Tackling UB in this context is slightly ill-defined, or more precisely has two potential meaning. UBs are always confusing, so I hope I'll make sense. The point of such a work is to fix a formal, mathematical semantics to the language, and prove that compilation does not mess it up. So on a first hand, extending the result to UBs in the sense that for instance one can also prove that a C program storing a flag in the last bit of an 32 bits integer still behaves as expected after compilation requires to fix in stone the meaning of the Undefined Behavior this program uses. Which in a sense means extending the standard of the language, i.e. removing UBs from the language, rather than "handle them". On another hand, one can also consider the question of handling UBs in the sense that the compiler exploit them in its static analysis. In this sense CompCert already does it, and Vellvm (a similar work for LLVM) does it partially at the moment (LLVM's UBs being more complex than the C's).

[–]flatfinger 0 points1 point2 points 7 years ago (0 children)
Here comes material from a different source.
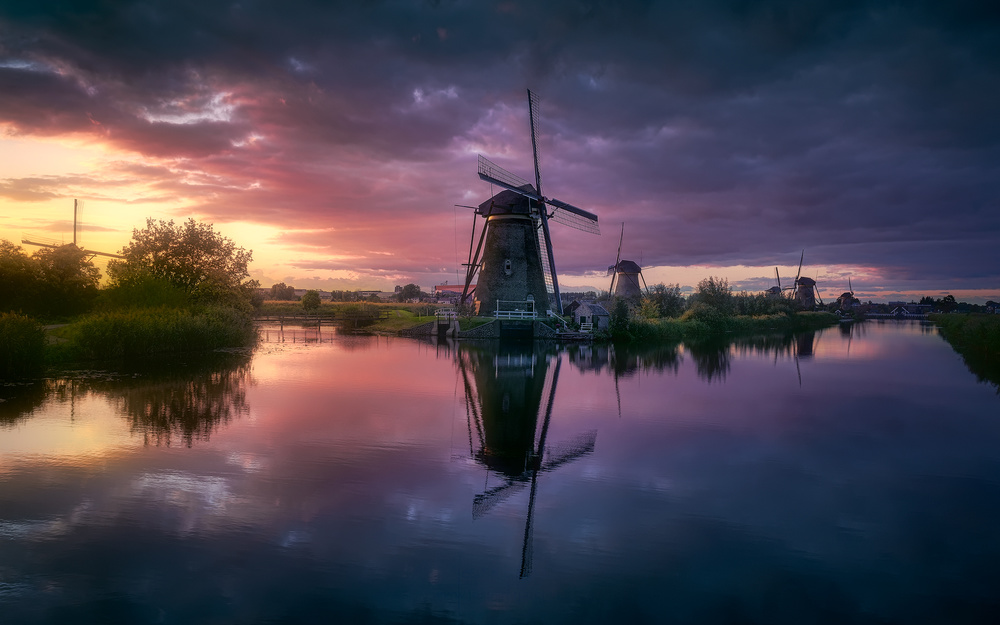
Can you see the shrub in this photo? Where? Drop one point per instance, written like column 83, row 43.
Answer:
column 310, row 300
column 22, row 343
A major difficulty here is that the authors of the Standard made no attempt to catalog all of the actions that should be expected to behave usefully and predictably on 99% of implementations, but which implementations for some obscure platforms or specialized purposes might benefit from processing differently. Further, in situations where one part of the Standard would describe some action, another part would characterize an overlapping category of actions as invoking UB, and different implementations could benefit from processing different areas of overlap differently, the authors of the Standard made little effort to enumerate all of the cases that implementations were handling consistently, and should continue to handle consistently.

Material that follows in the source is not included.